Enquanto a temporada de Fórmula 1 de 2026 se inicia em Melbourne, o diretor de equipa da Williams James Vowles discute desafios de pré-temporada e metas ambiciosas. A equipa perdeu os testes iniciais devido a atrasos, mas recuperou no Bahrein. Enquanto isso, o conflito no Médio Oriente levou a F1 a fretar voos para pessoal chave para garantir que o evento decorra suavemente.

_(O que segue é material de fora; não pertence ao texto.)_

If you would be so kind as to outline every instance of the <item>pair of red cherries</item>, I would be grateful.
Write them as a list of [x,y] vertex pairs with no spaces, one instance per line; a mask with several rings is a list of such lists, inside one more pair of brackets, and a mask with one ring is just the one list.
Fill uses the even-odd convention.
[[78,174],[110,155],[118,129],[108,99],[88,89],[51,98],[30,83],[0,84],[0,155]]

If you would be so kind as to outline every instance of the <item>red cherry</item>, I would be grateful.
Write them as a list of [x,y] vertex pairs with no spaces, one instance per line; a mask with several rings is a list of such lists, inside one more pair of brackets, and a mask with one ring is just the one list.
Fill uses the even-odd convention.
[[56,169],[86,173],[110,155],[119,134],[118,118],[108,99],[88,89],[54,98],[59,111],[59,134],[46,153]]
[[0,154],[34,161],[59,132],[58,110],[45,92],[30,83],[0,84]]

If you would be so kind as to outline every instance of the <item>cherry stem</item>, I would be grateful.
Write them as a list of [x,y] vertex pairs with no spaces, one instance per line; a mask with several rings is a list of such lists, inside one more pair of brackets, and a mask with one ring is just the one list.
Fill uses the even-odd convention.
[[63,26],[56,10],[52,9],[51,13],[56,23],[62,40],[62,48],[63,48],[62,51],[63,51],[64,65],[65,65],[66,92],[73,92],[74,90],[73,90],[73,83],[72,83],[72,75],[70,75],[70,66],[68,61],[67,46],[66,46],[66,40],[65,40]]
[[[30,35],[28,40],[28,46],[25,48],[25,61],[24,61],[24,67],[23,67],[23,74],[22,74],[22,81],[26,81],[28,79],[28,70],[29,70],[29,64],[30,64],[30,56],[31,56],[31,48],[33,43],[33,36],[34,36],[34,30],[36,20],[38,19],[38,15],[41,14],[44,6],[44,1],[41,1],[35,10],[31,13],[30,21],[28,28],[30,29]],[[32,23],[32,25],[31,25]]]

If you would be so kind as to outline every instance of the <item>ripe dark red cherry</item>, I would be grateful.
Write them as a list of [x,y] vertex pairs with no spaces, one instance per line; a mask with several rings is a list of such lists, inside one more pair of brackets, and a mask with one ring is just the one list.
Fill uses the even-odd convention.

O Grande Prémio da Austrália 2026, marcado para 8 de março no Albert Park em Melbourne, marca o início da temporada de Fórmula 1. A Williams, sob o diretor de equipa James Vowles, entra na corrida após um quinto lugar em 2025, que incluiu dois pódios. Vowles, que assinala o terceiro aniversário com a equipa em janeiro de 2026, refletiu sobre os desafios numa entrevista recente. A Williams enfrentou contratempos quando o seu carro não estava pronto para os primeiros testes de pré-temporada em janeiro em Barcelona, tornando-se a única equipa ausente. Vowles explicou: «O tempo que leva desde o desenvolvimento de uma ideia até torná-la tangível ainda demora mais na Williams do que numa equipa de referência.» A equipa realizou trabalhos de simulador na sua base em Oxfordshire antes de se juntar à segunda ronda de testes no Bahrein, onde alcançou a terceira maior quilometragem. Os pilotos Alex Albon e Carlos Sainz reagiram positivamente, com Albon a dizer: «Estou do teu lado. Diz-me o que posso fazer», e Sainz a notar: «É dececionante, mas eis o que faremos enquanto isso e estaremos prontos para o Bahrein.» Vowles reconheceu a necessidade de melhoria, afirmando: «Não estamos no nível que esperávamos, que era incomodar as quatro primeiras equipas.» Enfatizou decisões ousadas para ganhos a longo prazo, mesmo que causem dor a curto prazo, e previu a Mercedes como a equipa a bater, com a McLaren como inspiração após os seus recentes campeonatos. Em separado, o conflito em curso no Médio Oriente, incluindo ataques de retaliação após um ataque dos EUA e Israel ao Irão, perturbou as viagens através de hubs como Dubai e Doha. Afetando cerca de 1500 membros do paddock, a F1 fretou voos para transportar pessoal chave, incluindo pilotos, engenheiros e diretores de equipa. O CEO do GP da Austrália Travis Auld assegurou: «Toda a carga está aqui e pronta para ir, e estamos confiantes de que não haverá impacto.» O equipamento chegou antes das perturbações, priorizando a continuidade do evento antes das corridas na China, Japão, Bahrein e Arábia Saudita. Vowles permanece otimista, afirmando que a Williams poderia disputar o campeonato mundial em cinco anos.